Be Armed and Ready to handle a spike in clinical data and medical attention. With the adoption and widespread implementation of EHRs, the amount of medical data has grown astronomically. To make sense of these data and to draw sensible insights is fundamental to provide definitive healthcare solutions to a large populace. NLP can help lay a road in achieving that.
A personalized secretary who is not just adept and quick in typing clinical text but understands the medical jargon and produces a comprehensive clinical note such as a discharge summary. This is another avenue where NLP can alleviate the frustrations that physicians have come to put up with in terms of writing up details.

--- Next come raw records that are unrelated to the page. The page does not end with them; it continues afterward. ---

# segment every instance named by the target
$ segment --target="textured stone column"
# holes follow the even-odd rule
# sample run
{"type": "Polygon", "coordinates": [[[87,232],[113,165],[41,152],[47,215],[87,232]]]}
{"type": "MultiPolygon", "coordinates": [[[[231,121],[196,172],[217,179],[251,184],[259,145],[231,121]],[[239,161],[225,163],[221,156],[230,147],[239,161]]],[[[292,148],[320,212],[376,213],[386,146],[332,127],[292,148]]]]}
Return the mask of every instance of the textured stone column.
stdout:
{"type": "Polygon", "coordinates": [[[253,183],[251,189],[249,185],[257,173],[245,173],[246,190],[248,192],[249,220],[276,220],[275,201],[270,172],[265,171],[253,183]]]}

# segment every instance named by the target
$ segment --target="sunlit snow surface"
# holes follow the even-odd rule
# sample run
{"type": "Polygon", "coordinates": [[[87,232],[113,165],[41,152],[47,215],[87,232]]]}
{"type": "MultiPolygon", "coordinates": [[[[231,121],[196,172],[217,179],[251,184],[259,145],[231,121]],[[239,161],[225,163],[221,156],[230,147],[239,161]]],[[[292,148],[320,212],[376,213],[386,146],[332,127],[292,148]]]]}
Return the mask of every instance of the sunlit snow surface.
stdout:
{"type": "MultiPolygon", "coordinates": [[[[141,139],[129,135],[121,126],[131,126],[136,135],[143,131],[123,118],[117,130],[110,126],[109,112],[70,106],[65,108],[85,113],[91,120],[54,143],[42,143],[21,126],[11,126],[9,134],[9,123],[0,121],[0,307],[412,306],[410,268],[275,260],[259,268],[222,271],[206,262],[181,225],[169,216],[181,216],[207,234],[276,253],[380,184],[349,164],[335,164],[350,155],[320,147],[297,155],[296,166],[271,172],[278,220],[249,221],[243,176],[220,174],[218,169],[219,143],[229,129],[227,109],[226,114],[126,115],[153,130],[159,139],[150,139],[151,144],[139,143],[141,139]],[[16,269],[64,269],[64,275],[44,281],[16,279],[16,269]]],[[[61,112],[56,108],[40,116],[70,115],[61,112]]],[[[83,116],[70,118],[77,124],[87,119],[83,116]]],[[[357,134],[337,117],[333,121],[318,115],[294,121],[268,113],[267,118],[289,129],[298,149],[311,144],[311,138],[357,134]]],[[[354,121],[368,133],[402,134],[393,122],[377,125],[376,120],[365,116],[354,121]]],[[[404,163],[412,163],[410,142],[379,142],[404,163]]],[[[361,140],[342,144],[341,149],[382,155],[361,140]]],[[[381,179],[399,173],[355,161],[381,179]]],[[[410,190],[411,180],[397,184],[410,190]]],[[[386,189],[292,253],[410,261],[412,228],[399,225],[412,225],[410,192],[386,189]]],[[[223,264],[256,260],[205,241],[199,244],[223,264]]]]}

Streamline the mountains of unstructured and unusable data. Big Data analytics shows that almost 80% of the healthcare documentation is unstructured and hence goes predominantly unutilized or underutilized. But with NLP we can sieve out the clamor, extract and put to use pertinent data for the betterment of the quality of healthcare delivery
The Decision Maker is perhaps the role of a lifetime for NLP. It is a game-changer in the field of diagnostics and by involving predictive analytics it could do you a solid, like the precogs from Minority Report, although here the predictions are not premonitions, but gathered facts from various sources of data.
By assembling essential information from a plethora of literature and medical history it has shown the capability to aid physicians with accuracy in predicting at-risk patients and also provide valuable, lifesaving insights especially for the critical point of care decisions for the most complex patient problems.
Here are some striking real-time examples for NLP implementations in healthcare in the recent past and important market forecasts regarding the investment prospects in the NLP domain.
- The Department of Veteran Affairs has used NLP techniques to foresee the risk of PTSD in veteran patients. NLP algorithms were used to review about 2 billion EHR records and the pilot program deployed was 80% accurate in finding people who were at the risk of suicide.
- Researchers at the Massachusetts Institute of Technology were able to achieve a 75% accuracy in using NLP to comprehend the semantic meaning of specific clinical terms, from a text that was peppered with ambiguous terms and varied contexts, using a statistical probability model.
- The R&D department at the University of Arizona used NLP to review the medical data of several thousand patients and concluded that it was 22.6% more accurate in discerning patients who had to be included in the Cancer Registry Control Panel and those who need not be when compared to manual reviews of the same data.
- McKinsey used NLP to fasten the process of benchmarking clinical guidelines and achieved a 60% decrease in the time required for the synthesis.
- Allied Market Research predicts that the NLP market will be worth about $14 billion across multiple industries by 2021 representing a 38% growth rate based on current levels. The healthcare industry is forecasted to contribute 40% of the total market revenue.
- Also, the same firm states that text analytics in NLP will see an investment of $6.7 billion in 2021.
- A survey by Markets&Markets states similar statistics with the NLP market growing to $16.7 billion in 2021 and healthcare vertical being its backbone.
Gaining knowledge is the first step to wisdom, sharing it and putting it to the best use possible, is the first step to humanity. Mankind now has centuries worth of medical knowledge. With new ingenuity popping up from every part of the world, every other day, it is only appropriate that we use every bit of information we gain.
An intelligent step forward and investment in technology such as NLP is the way to do that. Make NLP your Man Friday. NLP’s prowess and potential is not just a postulate; it is a proven fact.